# MACD - Moving Average Convergence / Divergence

Moving average convergence divergence (MACD) is a trend-following momentum indicator that shows the relationship between two moving averages of a security’s price.

The MACD is calculated by subtracting the 26-period exponential moving average (EMA) from the 12-period EMA. Moving average convergence divergence (MACD) indicators can be interpreted in several ways, but the more common methods are crossovers, divergences, and rapid rises/falls.

**Within this indicator, what strategy does Anny offer?**

1. MACD crossing over the signal line

3. MACD trend reversal (divergent price peaks)

**1. MACD crossing over the signal line **

**Logic of the algorithm:**

- For long signals the algorithm scans for a cross-over of the MACD line over the signal line occurring below the histogram line.
- For short signals the algorithm scans for a cross-under of the MACD line over the signal line occurring above the histogram line.

**Configuration:**

- Pre-configured for the candle of 1h (going below 30 min is not advised)
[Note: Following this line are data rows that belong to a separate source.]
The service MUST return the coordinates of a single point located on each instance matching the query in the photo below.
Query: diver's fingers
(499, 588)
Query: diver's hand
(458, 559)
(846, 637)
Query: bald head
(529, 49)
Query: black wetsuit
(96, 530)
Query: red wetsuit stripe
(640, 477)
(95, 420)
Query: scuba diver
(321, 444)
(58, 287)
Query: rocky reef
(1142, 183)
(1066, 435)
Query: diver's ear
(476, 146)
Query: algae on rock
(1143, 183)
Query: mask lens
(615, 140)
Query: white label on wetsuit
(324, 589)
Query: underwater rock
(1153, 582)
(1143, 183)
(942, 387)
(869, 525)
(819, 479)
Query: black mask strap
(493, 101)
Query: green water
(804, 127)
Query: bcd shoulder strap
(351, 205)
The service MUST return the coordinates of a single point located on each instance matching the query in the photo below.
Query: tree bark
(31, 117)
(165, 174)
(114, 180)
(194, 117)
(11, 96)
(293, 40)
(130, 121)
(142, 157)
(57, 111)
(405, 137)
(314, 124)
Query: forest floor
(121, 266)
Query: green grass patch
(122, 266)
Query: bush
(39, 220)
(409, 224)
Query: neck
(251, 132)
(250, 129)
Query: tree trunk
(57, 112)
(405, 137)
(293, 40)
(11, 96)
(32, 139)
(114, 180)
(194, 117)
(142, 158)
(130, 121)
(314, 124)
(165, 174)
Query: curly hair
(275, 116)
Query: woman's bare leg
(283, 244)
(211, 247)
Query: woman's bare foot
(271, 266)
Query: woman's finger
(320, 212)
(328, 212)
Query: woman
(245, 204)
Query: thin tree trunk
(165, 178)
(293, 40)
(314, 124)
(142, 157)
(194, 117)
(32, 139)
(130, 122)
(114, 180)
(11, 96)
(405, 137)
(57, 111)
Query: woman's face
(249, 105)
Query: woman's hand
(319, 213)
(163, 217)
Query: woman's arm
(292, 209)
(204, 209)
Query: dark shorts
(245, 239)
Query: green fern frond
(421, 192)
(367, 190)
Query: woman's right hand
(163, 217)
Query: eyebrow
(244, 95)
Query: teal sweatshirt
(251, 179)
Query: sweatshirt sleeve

**2. MACD trend convergence**

**Logic of the algorithm:**

- Identifies if the last entries of the histogram represent an uptrend.
- Evaluates if the signal line is within the histogram.
- Evaluate if the price peaks of the histogram favor the trend.

**Configuration:**

- Pre-configured for the candle of 1h

**3. MACD trend reversal (divergent price peaks)**

**Logic of the algorithm:**

- Identifies if the last 2 entries of the histogram are trending up and if before that, there's a meaningful downtrend block.
- Evaluates if the signal line falls outside the histogram.
- Evaluates if the price peaks of the histogram are against the trend.

**Configuration:**

- Pre-configured for the candle of 1h

**Hints💡**

- For an additional confirmation, combine it with another indicator.